At times, happiness at all costs can become tiresome and exhilaration makes way for new yearnings of dark emotion and unexplored nostalgia. Feelings, madness and the dream are today’s new luxuries, giving prominence to personality above frivolous appearances that have become boring of late. It isn’t merely the fault of a too fast and short lived stylistic excess, because the rules are always the same, to reaction, action. Interest in a season of overindulgence is forgotten and replaced with a glow-to-go outlook that ‘illuminates beauty with immensity’, exploring the centuries in the search of a little ‘savoir vivre’. In a kind of illusory wheel of eternally repeating to oneself there is a true Romantic remake but with a difference; from the past we only distill the one thing in harmony with the present and that is light. This is because light and regeneration are the ying and yang of a new beauty concept, ‘more with less’.
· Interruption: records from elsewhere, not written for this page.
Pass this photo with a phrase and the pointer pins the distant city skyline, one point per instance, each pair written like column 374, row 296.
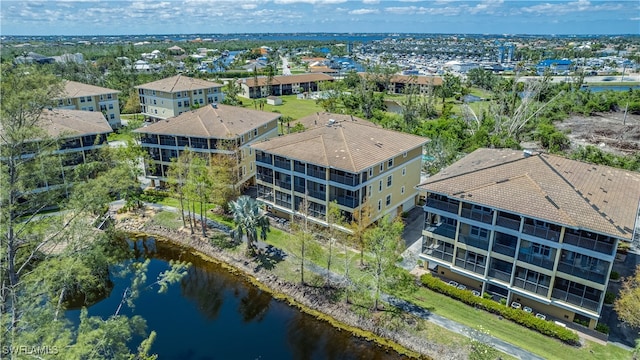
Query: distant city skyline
column 120, row 17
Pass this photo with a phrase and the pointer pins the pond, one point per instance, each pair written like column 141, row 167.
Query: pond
column 212, row 314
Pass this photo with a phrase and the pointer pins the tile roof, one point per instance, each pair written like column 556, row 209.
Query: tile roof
column 178, row 83
column 347, row 145
column 546, row 187
column 68, row 123
column 420, row 80
column 322, row 119
column 74, row 89
column 286, row 79
column 221, row 122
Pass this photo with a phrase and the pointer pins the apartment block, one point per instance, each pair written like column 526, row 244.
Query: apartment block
column 537, row 230
column 175, row 95
column 212, row 129
column 339, row 158
column 262, row 86
column 79, row 96
column 79, row 134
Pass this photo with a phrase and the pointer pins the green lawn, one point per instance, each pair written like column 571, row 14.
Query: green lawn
column 291, row 106
column 509, row 331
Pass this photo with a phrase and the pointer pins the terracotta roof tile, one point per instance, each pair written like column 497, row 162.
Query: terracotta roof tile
column 178, row 83
column 547, row 187
column 221, row 122
column 347, row 145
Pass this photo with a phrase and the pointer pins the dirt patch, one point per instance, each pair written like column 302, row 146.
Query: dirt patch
column 611, row 132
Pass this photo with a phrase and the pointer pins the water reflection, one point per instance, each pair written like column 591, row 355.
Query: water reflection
column 213, row 314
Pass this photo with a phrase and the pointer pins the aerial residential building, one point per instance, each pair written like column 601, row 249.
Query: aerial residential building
column 211, row 129
column 175, row 95
column 339, row 158
column 262, row 86
column 424, row 84
column 86, row 97
column 539, row 231
column 79, row 135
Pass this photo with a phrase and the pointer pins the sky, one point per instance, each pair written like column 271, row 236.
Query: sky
column 122, row 17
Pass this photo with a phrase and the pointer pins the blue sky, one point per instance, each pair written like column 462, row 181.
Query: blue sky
column 111, row 17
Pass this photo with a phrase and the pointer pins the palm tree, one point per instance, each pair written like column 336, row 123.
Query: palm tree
column 249, row 220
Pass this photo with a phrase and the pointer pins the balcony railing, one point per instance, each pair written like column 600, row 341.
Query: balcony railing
column 342, row 179
column 504, row 249
column 476, row 268
column 283, row 164
column 437, row 253
column 321, row 195
column 486, row 218
column 442, row 205
column 582, row 273
column 541, row 232
column 540, row 261
column 531, row 287
column 574, row 299
column 508, row 223
column 299, row 188
column 316, row 173
column 500, row 275
column 283, row 184
column 446, row 230
column 591, row 244
column 473, row 241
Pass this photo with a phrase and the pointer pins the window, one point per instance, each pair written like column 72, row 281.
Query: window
column 479, row 232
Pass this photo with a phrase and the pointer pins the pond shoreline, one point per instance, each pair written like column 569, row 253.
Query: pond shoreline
column 308, row 299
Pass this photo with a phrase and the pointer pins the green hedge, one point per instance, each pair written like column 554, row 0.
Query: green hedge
column 523, row 318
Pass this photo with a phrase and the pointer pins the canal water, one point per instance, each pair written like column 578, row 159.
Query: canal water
column 212, row 314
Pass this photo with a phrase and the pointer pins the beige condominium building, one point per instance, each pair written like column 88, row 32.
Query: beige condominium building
column 79, row 134
column 86, row 97
column 262, row 86
column 539, row 231
column 211, row 129
column 175, row 95
column 339, row 158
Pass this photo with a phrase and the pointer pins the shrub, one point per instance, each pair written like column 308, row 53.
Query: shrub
column 603, row 328
column 614, row 276
column 609, row 297
column 518, row 316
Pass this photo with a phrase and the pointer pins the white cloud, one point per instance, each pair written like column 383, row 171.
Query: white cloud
column 312, row 2
column 364, row 11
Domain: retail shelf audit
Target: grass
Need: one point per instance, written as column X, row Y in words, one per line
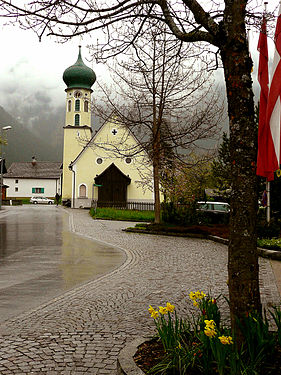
column 125, row 215
column 272, row 243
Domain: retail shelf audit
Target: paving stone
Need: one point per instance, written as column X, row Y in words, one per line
column 83, row 330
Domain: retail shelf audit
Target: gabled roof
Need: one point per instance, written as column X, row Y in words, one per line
column 91, row 141
column 38, row 169
column 109, row 169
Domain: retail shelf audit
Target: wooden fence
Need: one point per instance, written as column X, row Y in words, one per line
column 141, row 206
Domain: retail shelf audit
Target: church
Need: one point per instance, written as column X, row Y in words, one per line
column 105, row 167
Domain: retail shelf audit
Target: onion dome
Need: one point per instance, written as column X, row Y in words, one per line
column 79, row 75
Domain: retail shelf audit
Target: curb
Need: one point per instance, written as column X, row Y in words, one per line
column 265, row 253
column 125, row 362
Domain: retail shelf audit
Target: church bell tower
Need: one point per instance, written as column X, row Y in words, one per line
column 79, row 79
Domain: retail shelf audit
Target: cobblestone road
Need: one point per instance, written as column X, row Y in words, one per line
column 82, row 331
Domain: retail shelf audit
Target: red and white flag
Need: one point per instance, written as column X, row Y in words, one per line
column 263, row 81
column 273, row 111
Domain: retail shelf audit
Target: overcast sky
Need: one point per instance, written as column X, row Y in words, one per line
column 33, row 70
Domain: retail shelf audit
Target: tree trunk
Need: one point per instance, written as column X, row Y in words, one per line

So, panta rei and back to the past! More precisely the past of Shakespeare’s heroines, feminine  and educated, whose grace results from the balance between light and dark. The sleeping beauties of English 19th century paintings have awoken and are among us, more metropolitan than ever! They are looking for fun with strobing strokes for a long lasting, all-over radiance for cheek bones, nose, cupid’s bow and the centre of the forehead. Dark and light isn’t just a look but a way of life: light therapy and iridescent textures like life’s surprises; meditative darkness to shape the face, reminiscent of those heady sensations when your mind drifts off in thought.

In such sophisticated surroundings, good taste abounds and you aspire to the essential but certainly not without pleasure. Romantic women love the slow life that helps identify the right pace for heart and skin. The glowing look setting, very important to artists like Blake, has faded from paintings and now with detox cures and oxygen boosters, is in a shade accessible to all of us. Art dresses us in light and cosmetics grace us with a radiant complexion thanks to barrier effect products and global protection against pollution and radiation.       

What more can we say? The past teaches us. If by chance then, the glow-to-go effect should be late arriving, whisper the incantation –Lumos maxima– with determination and conviction. It might help, but without Harry Potter around… will it work? Let’s turn the light on our beauty routine and get in line for the next art exhibition because in front of Hayez’s kiss your face will beam.